From: Adam Morrison <mad-FrESSTt7Abv7r6psnUbsSmZHpeb/A1Y/@public.gmane.org>
To: dwmw2-wEGCiKHe2LqWVfeAwA7xHQ@public.gmane.org,
joro-zLv9SwRftAIdnm+yROfE0A@public.gmane.org,
iommu-cunTk1MwBs9QetFLy7KEm3xJsTq8ys+cHZ5vskTnxNA@public.gmane.org
Cc: serebrin-hpIqsD4AKlfQT0dZR+AlfA@public.gmane.org,
dan-FrESSTt7Abv7r6psnUbsSmZHpeb/A1Y/@public.gmane.org,
omer-FrESSTt7Abv7r6psnUbsSmZHpeb/A1Y/@public.gmane.org,
shli-b10kYP2dOMg@public.gmane.org,
gvdl-hpIqsD4AKlfQT0dZR+AlfA@public.gmane.org,
Kernel-team-b10kYP2dOMg@public.gmane.org
Subject: [PATCH v2 0/7] Intel IOMMU scalability improvements
Date: Wed, 13 Apr 2016 21:50:49 +0300 [thread overview]
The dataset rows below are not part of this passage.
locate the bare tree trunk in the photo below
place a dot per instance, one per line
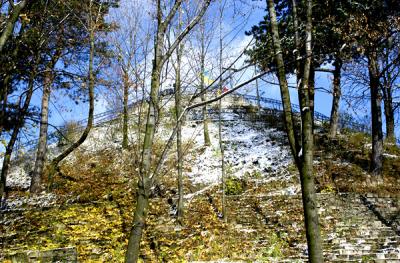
(178, 108)
(3, 112)
(55, 162)
(221, 143)
(306, 97)
(125, 112)
(207, 141)
(311, 91)
(14, 135)
(42, 142)
(376, 115)
(146, 179)
(44, 116)
(304, 157)
(10, 23)
(388, 107)
(337, 91)
(389, 118)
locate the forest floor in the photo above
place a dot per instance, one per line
(92, 202)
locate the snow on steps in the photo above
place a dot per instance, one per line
(351, 231)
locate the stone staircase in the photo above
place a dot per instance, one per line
(351, 230)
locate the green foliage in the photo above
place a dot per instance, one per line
(277, 245)
(67, 134)
(234, 186)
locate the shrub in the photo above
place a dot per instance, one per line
(234, 186)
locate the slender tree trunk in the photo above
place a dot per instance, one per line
(178, 108)
(3, 111)
(125, 112)
(221, 143)
(389, 118)
(304, 157)
(389, 110)
(306, 97)
(144, 182)
(337, 91)
(55, 162)
(376, 115)
(146, 178)
(257, 94)
(207, 141)
(14, 136)
(311, 91)
(287, 108)
(42, 142)
(10, 23)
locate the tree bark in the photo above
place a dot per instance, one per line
(306, 98)
(146, 179)
(285, 95)
(42, 142)
(3, 112)
(55, 162)
(304, 157)
(376, 116)
(14, 135)
(178, 108)
(337, 91)
(221, 143)
(206, 134)
(388, 107)
(41, 152)
(125, 111)
(10, 24)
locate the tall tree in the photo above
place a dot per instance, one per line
(302, 151)
(95, 23)
(146, 178)
(12, 18)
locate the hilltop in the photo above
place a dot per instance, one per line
(92, 201)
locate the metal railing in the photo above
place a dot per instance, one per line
(267, 104)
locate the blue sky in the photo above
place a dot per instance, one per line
(63, 109)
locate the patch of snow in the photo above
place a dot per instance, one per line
(390, 155)
(41, 200)
(18, 178)
(250, 149)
Message-ID: <cover.1460548546.git.mad@cs.technion.ac.il> (raw)
This patchset improves the scalability of the Intel IOMMU code by
resolving two spinlock bottlenecks, yielding up to ~5x performance
improvement and approaching iommu=off performance.
For example, here's the throughput obtained by 16 memcached instances
running on a 16-core Sandy Bridge system, accessed using memslap on
another machine that has iommu=off, using the default memslap config
(64-byte keys, 1024-byte values, and 10%/90% SET/GET ops):
stock iommu=off:
990,803 memcached transactions/sec (=100%, median of 10 runs).
stock iommu=on:
221,416 memcached transactions/sec (=22%).
[61.70% 0.63% memcached [kernel.kallsyms] [k] _raw_spin_lock_irqsave]
patched iommu=on:
963,457 memcached transactions/sec (=97%).
[1.04% 0.94% memcached [kernel.kallsyms] [k] _raw_spin_lock_irqsave]
The two resolved spinlocks:
- Deferred IOTLB invalidations are batched in a global data structure
and serialized under a spinlock (add_unmap() & flush_unmaps()); this
patchset batches IOTLB invalidations in a per-CPU data structure.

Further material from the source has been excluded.